Leaving you felt strange. It felt like a different reality, like something that wasn’t permanent, because leaving you had never been permanent in the past. It was for the best. It was what my intuition kept screaming at my heart. The subconscious truth was the reason I would sometimes find tears in my eyes and aches in my chest, and breath that moved in shallow sharp whips through my half parted lips. But just because it was right, doesn’t mean it always feels that way.
When I think back to you now, I feel an eerie emptiness. The thought of you makes the whole time we were together feel fake. I was your disguise – a way to cover up your issues. Something for you to put your attention on and distract yourself with so you wouldn’t have to face your demons.
You needed me. I don’t know if you loved me, but you needed me.
You needed an island. I was that island. And that’s not what I wanted, because all I really wanted was for you to want me. Not need me. Want me. And love me for who I was as a person, not for what I did for you and how I made you feel like your problems and your issues and your anxieties and your addictions and your past experiences were all okay. You used me as a barrier between yourself and the things about yourself that you wanted to hide from.

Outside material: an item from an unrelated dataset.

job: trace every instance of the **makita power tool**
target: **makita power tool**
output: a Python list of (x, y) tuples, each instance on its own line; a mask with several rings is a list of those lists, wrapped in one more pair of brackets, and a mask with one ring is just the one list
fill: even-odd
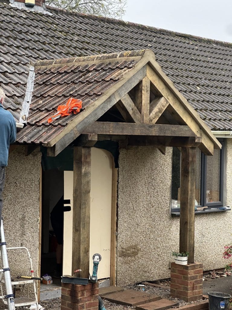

But you ended up burying me too.
Along with your skeletons, smothering me under strict demands and black and white ultimatums and harsh words that you quickly forgot, but for me, lingered, and always sent me spiraling into a frenzy of an alternate reality. Your skeletons were closer to the surface than I was, so when I finally dug myself out of your prison, I awoke the demons on my way up. The next thing you know, you find yourself waking up in a cold sweat with an empty pill bottle and me leaving as your only memory.
You hugged me when I walked in the day I left. I left my bag in the car because I was almost sure I wouldn’t be staying. You saw I didn’t have a bag and you knew what that meant. Even though I didn’t have a bag when I walked into your apartment, I still brought a bag that I left in the car. That’s how my subconscious worked when I was near you. Confused and unsure. Mostly sure, but with possibilities that might easily sway that surety.
I couldn’t even sit by you that day; I didn’t want to touch you. You were like a foreign entity to me, I didn’t know you anymore. But it’s really all a blur that blends together. We were sitting, you got up and blew out the candle. You closed the door on me as I struggled to hold two plastic trash bags, that you helped me fill. You gave me two tupperware bowls. You also gave me nightmares when I was awake.
I guess this is when you took the pills.
Sometimes I wondered if it would have been different if you wouldn’t have put so much pressure on me, making me promise I would never leave, no matter what. No matter what. No matter what. That killed me, and it changed the way I looked at you. Instead of being able to see you for what you were, my new boyfriend, you forced me to look at you in a new light.
You made yourself into a hopeless trap instead of a safe place to come home to.
No matter what happened, I would have to be with you. You convinced me I couldn’t leave, no matter how bad everything got. No matter what you did or how you treated me. If I ever left, that meant I would be branded as a liar. It would mean something about me as a person. It seemed more like a death sentence than a happy relationship. To me, at least.
Sometimes, I also wonder if it would have been different if you didn’t do drugs. I listened to you talk about drugs day in and day out. Telling me the same facts over and over, the same stories over and over, talking over me over and over. And I nodded. Sometimes I wouldn’t say anything. I didn’t want to talk about it constantly. I wanted to ignore the fact that you had a drug problem. I couldn’t accept it. I wanted to pretend like you were normal and that we were normal. Even though we weren’t. At all. I hated the fact that you were an addict. I know I shouldn’t have hated it. It wasn’t your fault. You were a victim of circumstances that you never asked for. A victim of a system that cares more about a green piece of paper than they ever will about you. But none of that changes how much I hated feeling like I would always be second to a blue pill that numbed your pain and worsened mine.
I remember sitting on the couch and laughing with you that one night. I felt like I wanted you and no one else but you. That night I said forever. I remember the night when we couldn’t stop touching each other. You buried your head in my chest, breathing hard. I hugged you.
I don’t know if I ever loved you. I want to believe I did, but I don’t know. I liked the idea of you, but I don’t know if I ever truly loved all of you. There were parts of you that I just couldn’t accept. You forced me into saying I loved you. When I said it, I thought I meant it, but after I said it all I wanted to do was take it back. I said it the day that I still had puffy eyes from crying. You never did know how to apologize.
Now your memory haunts me. As you take pills and pass out on couches and flounder through life pretending you’re fine, I’ll be here. All I wanted were cold days, and warm love, and hot romance, and late night talks, and burning candles, and steamy showers, and drunken times, and spontaneous trips, and winter activities, and family time, and true love. But I don’t get any of that from you. I never would have. No morning kisses. No goodnight kisses.
You’ll be there when I think of the person I thought you were. When I think of all the potential my mind created for you. The potential that you crushed the same way you crushed me. You’ll be there to remind me that all of it actually happened. That dancing in a crowded bar with loud music actually happened. I can’t help it; I’ll always care about you and I don’t regret a thing. Except letting you do what you did to me, and having such high expectations for a mirage like you.